Em Portugal, a cada 31 de dezembro, comemora-se a Noite de São Silvestre. Há uma interessante metáfora nessa história. Reza a lenda cristã que Nossa Senhora teria chorado lágrimas que deram origem a Ilha da Madeira, conhecida como a “pérola do Atlântico”, e que, nesse momento, no céu, brilharam luzes de várias cores.

A partir dessa lenda, faz sentido a relação entre a passagem do ano, os fogos de artifício coloridos e a proximidade do mar para as festas. Mas onde entra São Silvestre nessa trama? Senta que tem mais história. Teria sido o santo a consolar a Virgem Maria, que estava triste pelo fim trágico de Atlântida, a ilha perdida.

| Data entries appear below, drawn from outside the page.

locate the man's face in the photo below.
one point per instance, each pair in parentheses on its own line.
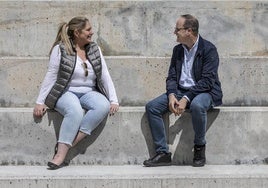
(180,31)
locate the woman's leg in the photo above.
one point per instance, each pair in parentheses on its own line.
(97,107)
(69,106)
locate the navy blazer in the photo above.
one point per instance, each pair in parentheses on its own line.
(205,71)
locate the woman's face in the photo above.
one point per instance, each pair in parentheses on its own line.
(84,36)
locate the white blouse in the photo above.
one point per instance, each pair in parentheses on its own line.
(79,82)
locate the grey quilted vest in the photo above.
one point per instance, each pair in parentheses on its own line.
(66,69)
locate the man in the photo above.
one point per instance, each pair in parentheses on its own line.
(192,83)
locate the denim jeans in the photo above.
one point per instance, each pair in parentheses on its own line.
(72,106)
(156,108)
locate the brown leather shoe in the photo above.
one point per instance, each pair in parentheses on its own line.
(160,159)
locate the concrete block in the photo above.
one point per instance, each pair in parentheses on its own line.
(235,135)
(136,176)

Santa simbologia, Batman! Afinal, quantas ilhas afundamos em nossos oceanos. Temos que lidar com essas perdas para seguir adiante, dando origem a novas paisagens. A cada mil lágrimas nasce um milagre, escreve a poeta Alice Ruiz. Guardamos conosco as casas e as ruas da infância, os que amamos e submergiram.

São Silvestre batiza ainda a maratona que marca a virada. Mas, por que se corre tantos quilômetros? É que assim também o santo, numa cruzada contra o dragão que representa a maldade, teria descido 365 degraus para expulsá-lo do Fórum Romano. A corrida representa a batalha que se vence ao final dos 365 dias do ano.

É como se a vida zerasse, ainda que este seja apenas um artifício e nada zere. Para os matemáticos, o zero é um número complexo. Seu conceito não envolve exatamente a ausência de algo, mas um parâmetro de posicionamento lógico. O vazio seria, segundo D’Ambrósio, o não-Deus, espécie de koan filosófico.

Pensando bem, nem é de festas que estamos falando. Também não há relação com um antes intocado, zero contido nos números que inventamos para organizar o mundo, os dias já vividos, a recuperação do fôlego. Encontrar sentido no presente é somar o novo ano aos outros. No Atlântico que somos, alguma Atlântida.